青春里的爱情是个活扣,矫情却是个死结。每次看我一两年前写的东西,胃里的酸水便开始涨潮。对于一个男孩来说,矫情是文字的绝症,犹如一鸿篇巨著,你批阅五载,增删十次,好不容易得到诺贝尔奖,却发现上一任是郭敬明;也犹如你天生丽质,倾国倾城,突破层层选拔荣获亚姐桂冠,谁料第二名却是芙蓉姐姐。所以我现在不怕人说我孬,就怕人偷偷指着脊梁说,你看他写的东西真他妈妖娆,那种打击是致命的,写的再好再萌动也不似男儿郎的咏叹,而像个女娇娥的呻吟——这个说好听点是学生腔,难听点就是阉党。回想那时我真是二的厉害,其实矫情再多它也不能成为青春的防腐剂,爱情的诺曼底。

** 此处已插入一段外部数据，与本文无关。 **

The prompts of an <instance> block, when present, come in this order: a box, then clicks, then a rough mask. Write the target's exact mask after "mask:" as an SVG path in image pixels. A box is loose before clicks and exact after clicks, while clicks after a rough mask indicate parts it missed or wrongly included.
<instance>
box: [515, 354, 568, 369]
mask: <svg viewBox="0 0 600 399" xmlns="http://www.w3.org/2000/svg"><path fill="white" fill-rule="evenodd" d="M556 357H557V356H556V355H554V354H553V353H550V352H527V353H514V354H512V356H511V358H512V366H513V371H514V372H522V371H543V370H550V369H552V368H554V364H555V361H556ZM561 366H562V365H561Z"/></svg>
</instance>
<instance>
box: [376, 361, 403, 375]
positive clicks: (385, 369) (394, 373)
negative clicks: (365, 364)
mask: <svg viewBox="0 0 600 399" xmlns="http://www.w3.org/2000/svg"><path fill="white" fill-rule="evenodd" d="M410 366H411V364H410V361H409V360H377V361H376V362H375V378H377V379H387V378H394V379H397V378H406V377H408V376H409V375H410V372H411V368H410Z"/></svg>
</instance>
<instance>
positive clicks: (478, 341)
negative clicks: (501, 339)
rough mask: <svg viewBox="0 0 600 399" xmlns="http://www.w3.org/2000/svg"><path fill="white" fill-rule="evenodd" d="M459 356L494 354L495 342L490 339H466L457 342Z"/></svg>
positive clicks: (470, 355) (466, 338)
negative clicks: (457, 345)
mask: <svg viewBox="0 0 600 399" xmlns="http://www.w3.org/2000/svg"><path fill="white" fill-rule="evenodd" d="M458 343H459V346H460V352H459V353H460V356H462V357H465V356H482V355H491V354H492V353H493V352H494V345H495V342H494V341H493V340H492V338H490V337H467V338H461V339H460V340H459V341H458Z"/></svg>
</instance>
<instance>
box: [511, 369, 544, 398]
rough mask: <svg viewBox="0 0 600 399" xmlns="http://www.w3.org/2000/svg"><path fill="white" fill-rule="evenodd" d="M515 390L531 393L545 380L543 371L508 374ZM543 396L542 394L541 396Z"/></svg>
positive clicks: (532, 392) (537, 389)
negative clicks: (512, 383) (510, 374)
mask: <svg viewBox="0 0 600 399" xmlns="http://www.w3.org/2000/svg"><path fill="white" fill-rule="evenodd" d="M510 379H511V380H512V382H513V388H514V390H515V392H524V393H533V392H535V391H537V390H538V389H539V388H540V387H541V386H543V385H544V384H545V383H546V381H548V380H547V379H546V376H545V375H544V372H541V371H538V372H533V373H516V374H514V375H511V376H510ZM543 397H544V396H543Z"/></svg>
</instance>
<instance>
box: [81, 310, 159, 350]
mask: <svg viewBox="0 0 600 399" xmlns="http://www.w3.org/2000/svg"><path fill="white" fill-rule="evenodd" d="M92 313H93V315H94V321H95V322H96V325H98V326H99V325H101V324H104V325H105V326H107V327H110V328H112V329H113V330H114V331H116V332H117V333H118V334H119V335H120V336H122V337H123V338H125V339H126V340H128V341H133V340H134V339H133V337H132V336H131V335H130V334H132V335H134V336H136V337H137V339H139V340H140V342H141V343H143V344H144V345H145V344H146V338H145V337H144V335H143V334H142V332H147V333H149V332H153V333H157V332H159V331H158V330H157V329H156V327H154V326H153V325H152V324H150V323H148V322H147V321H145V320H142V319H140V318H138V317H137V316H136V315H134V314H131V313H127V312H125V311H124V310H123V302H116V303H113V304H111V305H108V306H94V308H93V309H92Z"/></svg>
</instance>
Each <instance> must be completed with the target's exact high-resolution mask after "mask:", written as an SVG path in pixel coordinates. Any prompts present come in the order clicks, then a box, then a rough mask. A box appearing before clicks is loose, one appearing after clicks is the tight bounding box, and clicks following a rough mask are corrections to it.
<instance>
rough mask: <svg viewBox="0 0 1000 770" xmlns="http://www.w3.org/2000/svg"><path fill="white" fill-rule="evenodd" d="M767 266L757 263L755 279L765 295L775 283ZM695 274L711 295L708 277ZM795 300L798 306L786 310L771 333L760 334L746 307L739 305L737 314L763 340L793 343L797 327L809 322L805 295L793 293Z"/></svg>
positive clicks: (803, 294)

从来我就是个喜欢唱歌的男孩,一个歌声比身体轻盈的胖子。有女同学说我的声音像张信哲,我明明知道她不是在奉承我,而是因为她不喜欢张信哲。我还是面带感激的笑笑。那个时候我脸上粉刺还没挤干净,所以很少去酒吧KTV唱歌,在那样妖媚的声光色的气氛里我很紧张,我知道我的脸像战场,扛不住美女们如炬的目光。其实我的脸谱代表了青春里一个汗流浃背的真相——那些忧郁的绝望的唯美的青春,在荷尔蒙的攻势下是如此猥琐不堪。美少年美少女们的拉拉扯扯,终究是小说里电影中视觉系的纠缠。不矫情的青春,不过是几瓶啤酒,几部毛片和一架牢固的床。
就这样简简单单的,多好。
最近流行席慕容,于是特地摘抄《青春》一首,来抒发我遗留的点点矫柔生出的温情,让你知道,青春依然爱着你,如同仙人掌一样的拥抱着你:
所有的结局都已写好
所有的泪水也都已启程
却忽然忘了是怎麽样的一个开始
在那个古老的不再回来的夏日
无论我如何地去追索
年轻的你只如云影掠过
而你微笑的面容极浅极淡
逐渐隐没在日落后的群岚
遂翻开那发黄的扉页
命运将它装订得极为拙劣
含著泪 我一读再读
却不得不承认
青春是一本太仓促的书
是的,青春没有盗版,却依然是一本写得太仓促的书。
在这样仓促的青春里,也许我们不可避免的成为矫情的人质,然而矫情,却终将为时间的俘虏。